How to calculate time complexity of function f?

void f(int n)
{
    if (n <= 1)
       return;
    g(n, n / 3);
}

void g(int n, int m)
{
    int i = 1;
    while (m < n) {
       m += i;
       i++;
    }
    f(n / 2);
} 

The answer is sqrt(n), but I don't see how...

Thanks

Answer 1

Let F_n be the time complexity of f(n) and G_n,m be the time complexity of g(n,m).

G_n,m = sqrt(n-m) + F_{n / 2}

F_n = G_n,n/3 = sqrt(n-n/3) + F_{n / 2} = C sqrt(n) + F_n/2

So the answer is sqrt(n).

Answer 2

First, note that the the program can be translated now to a single function program, by inlining g(n,m) in f():

void f(int n)
{
    if (n <= 1)
       return;
    m = n/3;
    while (m < n) {
       m += i;
       i++;
    }
    f(n / 2);
} 

The inner loop runs in O(sqrt(n)) iteration, because it starts from n/3, ends with n, and is increased by 1,2,3,... so if we sum it we get:

n/3 + (1 + 2 + ... + i) >= n

We need to solve the above equation to find the final value of i, and we get:

1 + 2 + ... + i >= 2n/3

From sum of arithmetic progression:

i(i+1)/2 >= 2n/3

From the above inequality, we can conclude that indeed i is in O(sqrt(n)).

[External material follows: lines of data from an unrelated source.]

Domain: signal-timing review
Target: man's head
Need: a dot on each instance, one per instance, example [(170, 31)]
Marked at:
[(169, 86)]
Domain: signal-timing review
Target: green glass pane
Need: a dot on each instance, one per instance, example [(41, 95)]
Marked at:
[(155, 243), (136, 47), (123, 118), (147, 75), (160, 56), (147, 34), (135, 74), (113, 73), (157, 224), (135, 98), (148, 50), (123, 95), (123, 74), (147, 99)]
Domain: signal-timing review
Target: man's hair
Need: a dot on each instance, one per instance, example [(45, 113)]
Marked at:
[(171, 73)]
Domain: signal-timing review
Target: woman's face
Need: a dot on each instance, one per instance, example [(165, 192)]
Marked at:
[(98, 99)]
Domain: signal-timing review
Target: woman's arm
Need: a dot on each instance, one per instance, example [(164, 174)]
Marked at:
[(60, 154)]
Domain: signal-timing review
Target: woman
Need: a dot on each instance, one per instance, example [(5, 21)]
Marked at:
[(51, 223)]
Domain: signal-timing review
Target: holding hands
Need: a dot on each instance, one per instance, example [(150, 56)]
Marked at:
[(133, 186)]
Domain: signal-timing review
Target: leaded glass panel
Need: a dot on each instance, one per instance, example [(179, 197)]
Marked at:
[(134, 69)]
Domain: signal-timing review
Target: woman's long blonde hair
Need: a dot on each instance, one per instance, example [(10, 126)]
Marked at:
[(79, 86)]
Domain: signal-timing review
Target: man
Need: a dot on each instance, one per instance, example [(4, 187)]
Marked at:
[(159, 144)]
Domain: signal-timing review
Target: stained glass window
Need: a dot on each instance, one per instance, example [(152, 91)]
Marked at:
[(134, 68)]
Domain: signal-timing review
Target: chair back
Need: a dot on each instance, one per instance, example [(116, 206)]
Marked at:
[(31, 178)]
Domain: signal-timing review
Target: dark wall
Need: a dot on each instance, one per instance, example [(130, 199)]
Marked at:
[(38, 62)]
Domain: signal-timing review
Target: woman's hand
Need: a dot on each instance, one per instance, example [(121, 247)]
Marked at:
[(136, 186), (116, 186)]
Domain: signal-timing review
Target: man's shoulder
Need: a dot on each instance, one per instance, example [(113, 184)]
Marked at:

So, we can denote the complexity as:

T(n) = T(n/2)              +           O(sqrt(n))
        ^                                ^
    recursive step                 syntatic sugar for some function
                                   which is in O(sqrt(n)).

Now, we can see that:

T(n) = T(n/2) + sqrt(n) = T(n/4) + sqrt(n/2) + sqrt(n) = ... =
     = sqrt(1) + ... + sqrt(n/2) + sqrt(n)

And the above sum is in O(sqrt(n))